ECU レベルに求められる高速なシミュレータ

近年、自動車では先進運転システムや自動運転などの機能が実現され、ECUに搭載されるソフトウェアの大規模化が進んでいます。このようなECUレベルのソフトウェアのシミュレーションを行う場合、シミュレーション時間が膨大になる傾向にあります。この問題に対してより実行速度の速いシミュレータが求められています。

Renesas QEMU Environment

高速なシミュレータを実現するため、ルネサスではQEMUモデルとSystemCモデルを組み合わせたR-Car S4用シミュレータRenesas QEMU Environment(以下、本シミュレータといいます)を開発しています。

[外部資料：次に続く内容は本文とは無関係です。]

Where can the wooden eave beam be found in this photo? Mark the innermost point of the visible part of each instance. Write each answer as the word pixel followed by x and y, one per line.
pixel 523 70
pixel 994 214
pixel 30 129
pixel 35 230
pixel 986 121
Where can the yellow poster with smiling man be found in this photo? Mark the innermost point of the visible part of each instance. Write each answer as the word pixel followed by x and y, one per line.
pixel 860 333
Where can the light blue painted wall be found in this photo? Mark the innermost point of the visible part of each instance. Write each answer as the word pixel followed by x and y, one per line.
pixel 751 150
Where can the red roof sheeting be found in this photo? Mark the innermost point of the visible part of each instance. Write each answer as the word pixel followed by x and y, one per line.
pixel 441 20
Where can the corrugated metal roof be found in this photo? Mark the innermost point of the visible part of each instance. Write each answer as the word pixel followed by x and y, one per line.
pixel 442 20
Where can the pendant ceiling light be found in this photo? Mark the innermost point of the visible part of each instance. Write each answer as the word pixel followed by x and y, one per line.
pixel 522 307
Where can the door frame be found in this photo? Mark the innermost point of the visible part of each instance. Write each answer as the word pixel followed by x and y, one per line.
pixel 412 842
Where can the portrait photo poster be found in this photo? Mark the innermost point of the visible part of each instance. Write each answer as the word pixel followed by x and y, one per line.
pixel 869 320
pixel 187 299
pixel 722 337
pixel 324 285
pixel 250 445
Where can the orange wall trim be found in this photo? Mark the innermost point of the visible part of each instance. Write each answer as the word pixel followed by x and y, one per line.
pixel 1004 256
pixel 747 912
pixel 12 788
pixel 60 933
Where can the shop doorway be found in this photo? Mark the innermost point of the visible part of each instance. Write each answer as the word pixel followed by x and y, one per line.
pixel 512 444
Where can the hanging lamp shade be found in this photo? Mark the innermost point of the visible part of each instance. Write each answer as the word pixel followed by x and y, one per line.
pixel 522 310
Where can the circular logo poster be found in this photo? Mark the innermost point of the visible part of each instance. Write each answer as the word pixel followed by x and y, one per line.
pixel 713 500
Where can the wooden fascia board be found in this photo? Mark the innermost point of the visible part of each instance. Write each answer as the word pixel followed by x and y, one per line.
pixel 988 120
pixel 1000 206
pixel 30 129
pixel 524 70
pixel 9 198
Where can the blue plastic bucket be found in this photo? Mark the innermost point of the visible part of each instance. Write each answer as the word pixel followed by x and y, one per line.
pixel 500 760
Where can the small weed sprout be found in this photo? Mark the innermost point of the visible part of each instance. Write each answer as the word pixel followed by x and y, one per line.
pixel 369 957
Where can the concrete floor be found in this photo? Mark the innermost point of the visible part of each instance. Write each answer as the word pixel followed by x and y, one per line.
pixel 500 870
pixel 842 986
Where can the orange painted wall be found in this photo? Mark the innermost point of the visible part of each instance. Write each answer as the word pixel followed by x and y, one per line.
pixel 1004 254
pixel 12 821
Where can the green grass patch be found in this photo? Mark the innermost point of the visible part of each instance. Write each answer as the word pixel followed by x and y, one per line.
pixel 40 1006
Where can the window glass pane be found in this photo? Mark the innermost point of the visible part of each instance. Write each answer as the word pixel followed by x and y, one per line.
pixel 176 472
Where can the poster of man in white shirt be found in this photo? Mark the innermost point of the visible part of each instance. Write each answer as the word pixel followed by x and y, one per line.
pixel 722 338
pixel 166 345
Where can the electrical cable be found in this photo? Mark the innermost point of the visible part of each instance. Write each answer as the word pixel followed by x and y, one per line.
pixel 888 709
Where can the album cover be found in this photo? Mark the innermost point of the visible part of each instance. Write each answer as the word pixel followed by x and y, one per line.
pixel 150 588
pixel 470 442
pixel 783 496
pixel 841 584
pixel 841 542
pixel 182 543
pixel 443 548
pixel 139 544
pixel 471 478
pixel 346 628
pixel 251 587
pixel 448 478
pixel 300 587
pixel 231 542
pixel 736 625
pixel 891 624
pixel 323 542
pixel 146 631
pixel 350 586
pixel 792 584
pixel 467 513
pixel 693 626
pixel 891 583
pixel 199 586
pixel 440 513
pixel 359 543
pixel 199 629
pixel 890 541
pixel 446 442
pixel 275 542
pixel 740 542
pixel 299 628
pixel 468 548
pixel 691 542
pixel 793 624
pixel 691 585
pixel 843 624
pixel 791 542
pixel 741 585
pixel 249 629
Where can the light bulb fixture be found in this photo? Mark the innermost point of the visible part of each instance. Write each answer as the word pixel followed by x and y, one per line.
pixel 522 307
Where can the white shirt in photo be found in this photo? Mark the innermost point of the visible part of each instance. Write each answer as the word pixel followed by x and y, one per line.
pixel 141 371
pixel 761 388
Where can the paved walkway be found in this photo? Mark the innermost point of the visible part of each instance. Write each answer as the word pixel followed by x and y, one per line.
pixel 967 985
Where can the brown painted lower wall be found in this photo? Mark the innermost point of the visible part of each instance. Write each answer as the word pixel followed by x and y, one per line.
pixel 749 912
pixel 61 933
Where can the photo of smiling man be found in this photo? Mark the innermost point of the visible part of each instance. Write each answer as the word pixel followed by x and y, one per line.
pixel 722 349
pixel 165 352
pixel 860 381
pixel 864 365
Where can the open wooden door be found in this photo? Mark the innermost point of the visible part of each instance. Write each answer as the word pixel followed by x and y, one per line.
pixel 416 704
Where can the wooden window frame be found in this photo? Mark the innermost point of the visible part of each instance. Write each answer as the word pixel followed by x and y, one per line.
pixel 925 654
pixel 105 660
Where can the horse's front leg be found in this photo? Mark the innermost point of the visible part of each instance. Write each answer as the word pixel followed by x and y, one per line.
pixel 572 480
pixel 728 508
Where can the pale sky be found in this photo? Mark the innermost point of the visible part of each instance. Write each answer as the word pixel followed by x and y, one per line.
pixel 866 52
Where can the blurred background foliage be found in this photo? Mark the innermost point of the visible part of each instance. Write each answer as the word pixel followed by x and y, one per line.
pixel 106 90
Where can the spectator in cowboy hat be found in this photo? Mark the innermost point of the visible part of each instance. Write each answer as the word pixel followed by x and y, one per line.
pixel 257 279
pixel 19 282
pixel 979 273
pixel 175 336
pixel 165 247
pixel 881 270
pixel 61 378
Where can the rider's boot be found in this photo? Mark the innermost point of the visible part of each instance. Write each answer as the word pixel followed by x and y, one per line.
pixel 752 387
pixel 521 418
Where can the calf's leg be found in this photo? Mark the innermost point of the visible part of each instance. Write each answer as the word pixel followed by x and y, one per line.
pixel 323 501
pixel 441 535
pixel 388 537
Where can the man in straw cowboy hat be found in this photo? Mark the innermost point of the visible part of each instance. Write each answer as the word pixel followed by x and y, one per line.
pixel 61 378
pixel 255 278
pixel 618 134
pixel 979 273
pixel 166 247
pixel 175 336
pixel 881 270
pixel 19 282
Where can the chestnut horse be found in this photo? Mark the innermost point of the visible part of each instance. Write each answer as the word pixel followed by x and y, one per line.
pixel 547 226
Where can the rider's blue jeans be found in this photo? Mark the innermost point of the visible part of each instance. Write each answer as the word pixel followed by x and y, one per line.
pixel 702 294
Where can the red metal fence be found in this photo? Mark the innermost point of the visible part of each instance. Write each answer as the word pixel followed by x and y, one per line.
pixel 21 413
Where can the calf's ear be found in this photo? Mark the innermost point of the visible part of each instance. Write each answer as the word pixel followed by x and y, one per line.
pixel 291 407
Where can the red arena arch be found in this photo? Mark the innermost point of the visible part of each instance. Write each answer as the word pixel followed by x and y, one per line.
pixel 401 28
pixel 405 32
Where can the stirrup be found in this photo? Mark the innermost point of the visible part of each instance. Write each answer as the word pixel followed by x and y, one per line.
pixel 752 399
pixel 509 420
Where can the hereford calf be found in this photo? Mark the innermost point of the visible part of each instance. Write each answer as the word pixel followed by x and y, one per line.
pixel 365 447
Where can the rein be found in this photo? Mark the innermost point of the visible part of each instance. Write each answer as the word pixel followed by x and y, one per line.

QEMUのみでシミュレーションする場合は、1種類のCPUアーキテクチャしかシミュレーションできません。しかし、R-Car S4はCA55, CR52, G4MHの3種類の異なるアーキテクチャのCPUを搭載しており、これらCPUを同時にシミュレーションする必要があります。
そこで本シミュレータでは、Fig.1のようにCPUコアのモデルはSystemCモデルのWrapperを使用して実現しています。これはSystemCのWrapperを使うことで、SystemCのインスタンスとして並列処理を実現できるためです。このWrapperでは、QEMUのC言語で準備されたCPUコアモデルからSystemCインターフェイスへの変換やタイミング制御を行います。これにより、本シミュレータでは、3種類のCPUの同時シミュレーションを実現しています。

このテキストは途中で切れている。